In the United States, all governmental bodies, from a local municipality to the federal government, are granted a level of immunity from lawsuits brought by citizens. In 1946, the Federal Tort Claims Act was codified, which provided citizens who suffered an injury due to the wrongful behavior of a federal employee a mechanism for bringing claims against the United States. One of the elements of the FTCA allows citizens to bring claims against the government for “intentional torts” (intentional wrongful behaviors) of federal employees.
In 2013, the Supreme Court ruled on the case of Millbrook v. United States which dealt with the FTCA and how the exception for intentional torts applied to law enforcement officers. Justice Kennedy delivered the unanimous opinion in favor of Millbrook, a prisoner who claimed he was sexually assaulted by correction officers and wished to bring a civil claim for his injuries.
The FTCA permits plaintiffs to bring a claim in federal district court against a federal employee for tortious conduct committed by the employee while the employee is “acting within the scope of his office or employment.” Millbrook v. United States, 569 U.S. (2013) (internal quotations omitted) (citing 28 U.S.C. § 1346(b)(1)).

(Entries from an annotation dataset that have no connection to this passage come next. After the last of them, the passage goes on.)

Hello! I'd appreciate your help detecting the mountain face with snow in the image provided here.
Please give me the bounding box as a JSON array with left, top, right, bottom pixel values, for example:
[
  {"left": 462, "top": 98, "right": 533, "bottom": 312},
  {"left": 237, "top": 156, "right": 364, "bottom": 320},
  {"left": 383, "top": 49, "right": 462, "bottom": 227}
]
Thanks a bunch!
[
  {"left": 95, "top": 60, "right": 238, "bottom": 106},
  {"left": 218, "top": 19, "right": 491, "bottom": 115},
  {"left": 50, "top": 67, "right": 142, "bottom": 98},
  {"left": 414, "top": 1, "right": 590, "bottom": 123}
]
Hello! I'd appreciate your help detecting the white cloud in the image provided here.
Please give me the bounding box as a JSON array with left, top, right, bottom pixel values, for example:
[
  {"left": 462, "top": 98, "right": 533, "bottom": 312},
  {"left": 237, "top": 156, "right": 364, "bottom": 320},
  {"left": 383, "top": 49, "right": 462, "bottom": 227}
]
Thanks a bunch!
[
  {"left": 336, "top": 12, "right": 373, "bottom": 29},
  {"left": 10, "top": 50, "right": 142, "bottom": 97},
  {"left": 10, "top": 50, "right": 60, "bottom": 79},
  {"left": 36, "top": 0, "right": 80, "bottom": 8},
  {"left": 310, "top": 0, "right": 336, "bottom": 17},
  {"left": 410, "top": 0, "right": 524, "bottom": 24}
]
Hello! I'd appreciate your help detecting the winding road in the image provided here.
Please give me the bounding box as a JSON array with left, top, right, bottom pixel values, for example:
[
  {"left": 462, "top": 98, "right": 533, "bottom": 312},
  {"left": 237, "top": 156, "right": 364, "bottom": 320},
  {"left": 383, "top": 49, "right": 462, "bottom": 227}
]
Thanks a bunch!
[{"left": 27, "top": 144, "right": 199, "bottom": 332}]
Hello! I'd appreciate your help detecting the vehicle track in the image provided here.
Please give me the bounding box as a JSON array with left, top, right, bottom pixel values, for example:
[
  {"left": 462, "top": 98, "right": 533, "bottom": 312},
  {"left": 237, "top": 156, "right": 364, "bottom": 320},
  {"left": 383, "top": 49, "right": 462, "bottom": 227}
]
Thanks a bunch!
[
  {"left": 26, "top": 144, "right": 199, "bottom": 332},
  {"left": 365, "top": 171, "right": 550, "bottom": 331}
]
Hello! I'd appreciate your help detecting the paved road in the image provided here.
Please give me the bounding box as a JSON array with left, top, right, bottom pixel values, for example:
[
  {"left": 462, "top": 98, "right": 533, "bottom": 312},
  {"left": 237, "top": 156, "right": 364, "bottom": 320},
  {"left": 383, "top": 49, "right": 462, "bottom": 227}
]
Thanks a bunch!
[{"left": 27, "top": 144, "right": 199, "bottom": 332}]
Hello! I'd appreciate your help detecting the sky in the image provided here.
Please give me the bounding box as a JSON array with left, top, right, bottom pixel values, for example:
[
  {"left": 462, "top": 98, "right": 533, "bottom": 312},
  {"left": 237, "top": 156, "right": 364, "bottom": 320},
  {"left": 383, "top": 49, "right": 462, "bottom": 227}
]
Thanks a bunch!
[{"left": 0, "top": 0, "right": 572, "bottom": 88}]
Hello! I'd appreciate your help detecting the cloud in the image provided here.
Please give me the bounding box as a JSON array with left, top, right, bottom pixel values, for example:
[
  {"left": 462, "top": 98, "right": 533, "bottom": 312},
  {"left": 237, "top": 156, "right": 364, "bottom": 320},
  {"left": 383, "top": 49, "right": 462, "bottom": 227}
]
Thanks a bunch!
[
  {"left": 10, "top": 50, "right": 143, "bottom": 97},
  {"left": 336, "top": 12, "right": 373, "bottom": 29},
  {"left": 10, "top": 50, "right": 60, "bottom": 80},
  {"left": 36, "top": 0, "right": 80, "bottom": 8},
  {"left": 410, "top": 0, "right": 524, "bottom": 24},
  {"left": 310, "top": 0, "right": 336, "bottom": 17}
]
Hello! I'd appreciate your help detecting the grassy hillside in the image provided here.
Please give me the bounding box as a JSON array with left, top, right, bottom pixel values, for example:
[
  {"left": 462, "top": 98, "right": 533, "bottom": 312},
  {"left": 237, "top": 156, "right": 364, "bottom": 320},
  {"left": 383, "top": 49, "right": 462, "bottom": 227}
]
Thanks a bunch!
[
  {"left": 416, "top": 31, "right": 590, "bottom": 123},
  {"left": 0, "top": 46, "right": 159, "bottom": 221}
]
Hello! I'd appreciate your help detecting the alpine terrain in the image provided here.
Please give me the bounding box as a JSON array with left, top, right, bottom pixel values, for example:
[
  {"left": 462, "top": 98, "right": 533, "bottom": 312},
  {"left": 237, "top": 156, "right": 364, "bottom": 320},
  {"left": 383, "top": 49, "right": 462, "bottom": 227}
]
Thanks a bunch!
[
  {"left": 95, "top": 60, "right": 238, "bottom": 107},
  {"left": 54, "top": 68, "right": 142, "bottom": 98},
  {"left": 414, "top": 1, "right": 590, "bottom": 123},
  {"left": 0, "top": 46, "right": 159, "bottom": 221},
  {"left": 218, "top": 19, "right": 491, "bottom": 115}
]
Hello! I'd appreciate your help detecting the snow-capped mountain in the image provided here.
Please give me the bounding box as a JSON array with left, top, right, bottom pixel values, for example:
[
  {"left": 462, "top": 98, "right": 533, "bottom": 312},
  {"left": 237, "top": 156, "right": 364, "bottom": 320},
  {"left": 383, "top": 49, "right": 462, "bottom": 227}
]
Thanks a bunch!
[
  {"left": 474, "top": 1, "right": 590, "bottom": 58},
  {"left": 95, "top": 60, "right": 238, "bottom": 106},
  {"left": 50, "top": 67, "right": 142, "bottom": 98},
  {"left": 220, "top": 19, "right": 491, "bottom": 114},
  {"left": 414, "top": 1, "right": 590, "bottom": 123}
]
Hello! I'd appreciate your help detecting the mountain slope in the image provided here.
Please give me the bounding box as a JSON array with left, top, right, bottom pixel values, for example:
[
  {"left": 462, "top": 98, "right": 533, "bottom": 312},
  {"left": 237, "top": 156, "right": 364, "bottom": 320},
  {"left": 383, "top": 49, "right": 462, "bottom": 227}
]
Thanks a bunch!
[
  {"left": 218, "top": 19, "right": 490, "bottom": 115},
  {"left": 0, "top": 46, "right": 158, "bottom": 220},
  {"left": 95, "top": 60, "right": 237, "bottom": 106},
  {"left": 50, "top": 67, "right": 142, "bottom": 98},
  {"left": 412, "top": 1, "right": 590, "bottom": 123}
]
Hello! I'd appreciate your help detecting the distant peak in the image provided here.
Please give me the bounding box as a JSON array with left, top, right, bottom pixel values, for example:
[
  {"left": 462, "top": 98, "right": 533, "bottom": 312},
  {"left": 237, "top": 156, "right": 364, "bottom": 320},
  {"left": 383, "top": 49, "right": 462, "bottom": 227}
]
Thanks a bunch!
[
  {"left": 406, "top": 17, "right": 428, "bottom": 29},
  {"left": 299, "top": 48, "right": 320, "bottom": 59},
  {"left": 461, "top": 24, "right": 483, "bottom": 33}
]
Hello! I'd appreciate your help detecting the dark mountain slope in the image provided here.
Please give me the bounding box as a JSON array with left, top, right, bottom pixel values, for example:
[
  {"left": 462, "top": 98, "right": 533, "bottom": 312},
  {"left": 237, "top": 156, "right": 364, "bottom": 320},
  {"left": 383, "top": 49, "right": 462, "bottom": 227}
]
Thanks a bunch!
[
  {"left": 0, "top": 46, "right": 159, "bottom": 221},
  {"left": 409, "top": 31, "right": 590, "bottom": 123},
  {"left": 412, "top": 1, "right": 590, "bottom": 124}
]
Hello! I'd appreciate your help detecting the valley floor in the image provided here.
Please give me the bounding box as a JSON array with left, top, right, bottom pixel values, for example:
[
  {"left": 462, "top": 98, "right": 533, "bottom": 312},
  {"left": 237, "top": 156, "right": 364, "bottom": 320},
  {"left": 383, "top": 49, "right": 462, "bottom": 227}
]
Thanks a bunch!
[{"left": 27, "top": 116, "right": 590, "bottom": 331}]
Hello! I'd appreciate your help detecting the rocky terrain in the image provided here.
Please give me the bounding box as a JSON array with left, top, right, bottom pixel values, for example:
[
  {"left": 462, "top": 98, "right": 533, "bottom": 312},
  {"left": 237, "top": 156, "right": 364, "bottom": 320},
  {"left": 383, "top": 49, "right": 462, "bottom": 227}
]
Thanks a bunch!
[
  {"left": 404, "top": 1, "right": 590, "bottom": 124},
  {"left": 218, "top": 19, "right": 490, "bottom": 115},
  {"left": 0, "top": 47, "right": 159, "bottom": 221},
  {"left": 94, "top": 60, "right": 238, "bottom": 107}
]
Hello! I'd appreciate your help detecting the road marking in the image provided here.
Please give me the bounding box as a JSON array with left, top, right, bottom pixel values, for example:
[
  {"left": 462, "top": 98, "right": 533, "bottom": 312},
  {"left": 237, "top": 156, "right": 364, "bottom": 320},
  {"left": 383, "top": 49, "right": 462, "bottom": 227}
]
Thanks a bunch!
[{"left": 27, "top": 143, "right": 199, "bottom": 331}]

This waiver is not unlimited however, and certain exceptions apply, including one for intentional torts.
In 1974, Congress created an exception to the intentional torts exception, (yes, you read that right), called the law enforcement proviso. This proviso “extends the waiver of sovereign immunity to claims for six intentional torts, including assault and battery, that are based on the ‘acts or omissions of investigative or law enforcement officers.'” Id. (citing § 2680(h)). Under the proviso, ‘investigative and law enforcement officer’ are defined as “‘any officer of the United States who is empowered by law to execute searches, to seize evidence, or to make arrests for violations of Federal law.'” Id.
Millbrook contends that in March of 2010 he was sexually assaulted and verbally threatened by correctional officers while in their custody. Millbrook filed a lawsuit under the FTCA for compensatory damages. The district court found that the law enforcement proviso only excepted actions by law enforcement officers when they were doing so specific actions, namely executing searches, seizing evidence or making arrests. Millbrook appealed and the Third Circuit affirmed the lower court’s ruling. The case was then appealed to the Supreme Court.
Finding in favor of Millbrook, the Court stated:
“The plain language of the law enforcement proviso answers when a law enforcement officer’s “acts or omissions” may give rise to an actionable tort claim under the FTCA. The proviso specifies that the conduct must arise from one of the six enumerated intentional torts and, by expressly cross-referencing § 1346(b), indicates that the law enforcement officer’s “acts or omissions” must fall “within the scope of his office or employment.” §§ 2680(h), 1346(b)(1). Nothing in the text further qualifies the category of “acts or omissions” that may trigger FTCA liability.”Id.
The court goes on to state that the limitations lower courts have read into the proviso are incorrect. The court asserts that the provision “focuses on the status of persons whose conduct may be actionable, not the types of activities that may give rise to a tort claim against the United States.” Id. Accordingly, the court held that “the waiver effected by the law enforcement proviso extends to acts or omissions of law enforcement officers that arise within the scope of their employment, regardless of whether the officers are engaged in investigative or law enforcement activity, or are executing a search, seizing evidence, or making an arrest.” Id.
The court then reversed and remanded the case to the Third Circuit for further proceedings “consistent with this opinion.”